Bilateral breast reduction surgery in England: a postcode lottery.

Wraight WM, Tay SK, Nduka C, Pereira JA. J Plast Reconstr Aesthet Surg. 2007;60(9):1039-44.

Abstract

Introduction

There is good evidence for the benefits of bilateral breast reduction (BBR). However, such surgery is often considered cosmetic and is rationed. The NHS Modernisation Agency and the British Association of Plastic Surgeons (as was) have produced national guidelines, but Primary Care Trusts adapt these for local implementation.

Methods

We surveyed the funding criteria for BBR of all 303 Trusts in England. 245 (81%) responded.

Results

The NHS guidelines were followed accurately by only 11 Trusts. 198 trusts specified a maximum BMI (range 25 to 32; guideline 30). 187 accepted musculoskeletal symptoms as an indication and 117 accepted intertrigo. 31 required a professionally fitted bra.

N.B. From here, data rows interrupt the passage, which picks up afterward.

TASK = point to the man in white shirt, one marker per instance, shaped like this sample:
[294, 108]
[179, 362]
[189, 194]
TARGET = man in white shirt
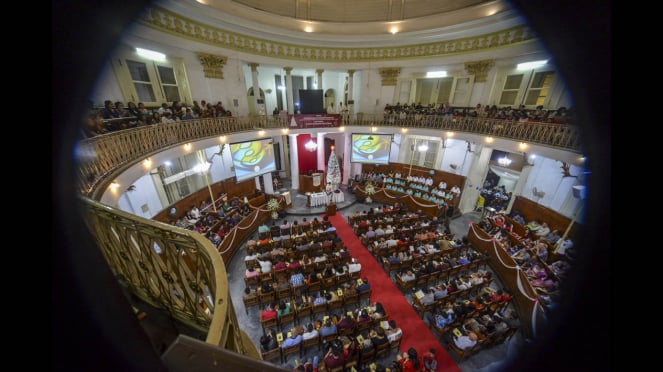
[466, 342]
[265, 266]
[354, 266]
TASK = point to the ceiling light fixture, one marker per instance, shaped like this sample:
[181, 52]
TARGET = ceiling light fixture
[504, 161]
[310, 146]
[433, 74]
[150, 54]
[531, 65]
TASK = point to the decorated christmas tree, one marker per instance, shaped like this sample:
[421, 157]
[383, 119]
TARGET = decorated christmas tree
[333, 173]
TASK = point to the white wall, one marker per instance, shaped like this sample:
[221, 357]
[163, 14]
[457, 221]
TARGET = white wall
[106, 87]
[144, 194]
[454, 153]
[546, 175]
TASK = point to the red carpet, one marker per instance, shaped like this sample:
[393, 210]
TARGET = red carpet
[415, 332]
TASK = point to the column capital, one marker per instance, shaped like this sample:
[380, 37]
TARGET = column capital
[212, 64]
[479, 69]
[389, 75]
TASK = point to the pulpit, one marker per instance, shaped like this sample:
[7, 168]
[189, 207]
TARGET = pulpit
[331, 209]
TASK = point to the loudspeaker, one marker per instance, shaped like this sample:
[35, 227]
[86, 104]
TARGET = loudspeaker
[580, 192]
[311, 101]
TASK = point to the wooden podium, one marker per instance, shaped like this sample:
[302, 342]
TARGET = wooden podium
[331, 209]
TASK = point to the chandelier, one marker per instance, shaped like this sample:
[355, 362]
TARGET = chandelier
[310, 145]
[505, 161]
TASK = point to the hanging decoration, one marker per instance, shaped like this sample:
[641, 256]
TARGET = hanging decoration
[369, 190]
[273, 205]
[333, 172]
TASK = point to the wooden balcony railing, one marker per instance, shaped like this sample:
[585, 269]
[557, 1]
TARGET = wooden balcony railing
[99, 157]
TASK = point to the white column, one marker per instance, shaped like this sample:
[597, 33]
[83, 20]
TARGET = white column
[294, 162]
[269, 183]
[520, 185]
[351, 107]
[319, 86]
[289, 98]
[254, 83]
[475, 178]
[321, 152]
[347, 151]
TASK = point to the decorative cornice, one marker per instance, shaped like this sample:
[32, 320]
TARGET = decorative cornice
[173, 23]
[212, 65]
[479, 69]
[389, 75]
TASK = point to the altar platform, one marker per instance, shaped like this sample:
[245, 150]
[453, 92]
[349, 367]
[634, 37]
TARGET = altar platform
[300, 201]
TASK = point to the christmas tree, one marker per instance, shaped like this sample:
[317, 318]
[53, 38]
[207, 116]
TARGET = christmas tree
[333, 173]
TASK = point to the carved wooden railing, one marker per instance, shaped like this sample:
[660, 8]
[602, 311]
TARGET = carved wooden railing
[100, 157]
[525, 298]
[170, 268]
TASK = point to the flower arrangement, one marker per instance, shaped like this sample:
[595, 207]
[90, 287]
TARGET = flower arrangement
[370, 190]
[273, 205]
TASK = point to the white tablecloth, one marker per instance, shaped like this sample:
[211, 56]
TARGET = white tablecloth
[338, 197]
[318, 198]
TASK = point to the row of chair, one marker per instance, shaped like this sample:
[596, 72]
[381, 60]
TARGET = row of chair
[300, 312]
[357, 360]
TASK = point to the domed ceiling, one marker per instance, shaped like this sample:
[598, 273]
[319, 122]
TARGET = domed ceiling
[361, 17]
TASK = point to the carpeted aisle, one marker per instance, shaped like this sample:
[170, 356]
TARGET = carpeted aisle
[415, 332]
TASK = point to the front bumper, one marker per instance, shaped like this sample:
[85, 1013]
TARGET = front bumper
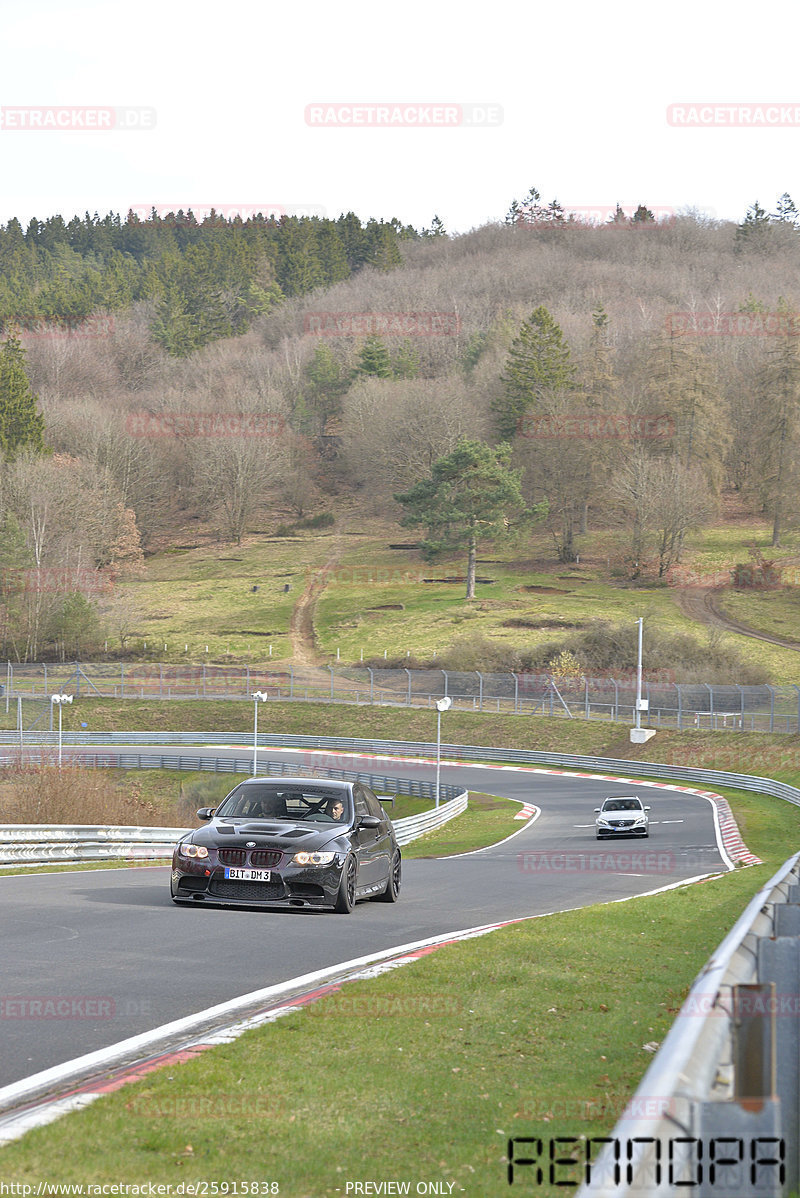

Many Trusts included other restricting criteria that are not in the NHS guidelines. Some Trusts mentioned the American Society of Plastic Surgeons’ guidelines, but did not follow them wholly.

Conclusions

Even with explicit guidelines, considerable variation in local funding criteria exists with resultant inequalities in provision. The so-called ‘postcode lottery’ of healthcare in the UK is rife within Plastic Surgery. The recent reconfiguration of English Primary Care Trusts provides an excellent opportunity for the rationalisation of BBR provision and to this end we will distribute our findings and the NHS guidelines to the new Trusts and to the National Institute for Health and Clinical Excellence.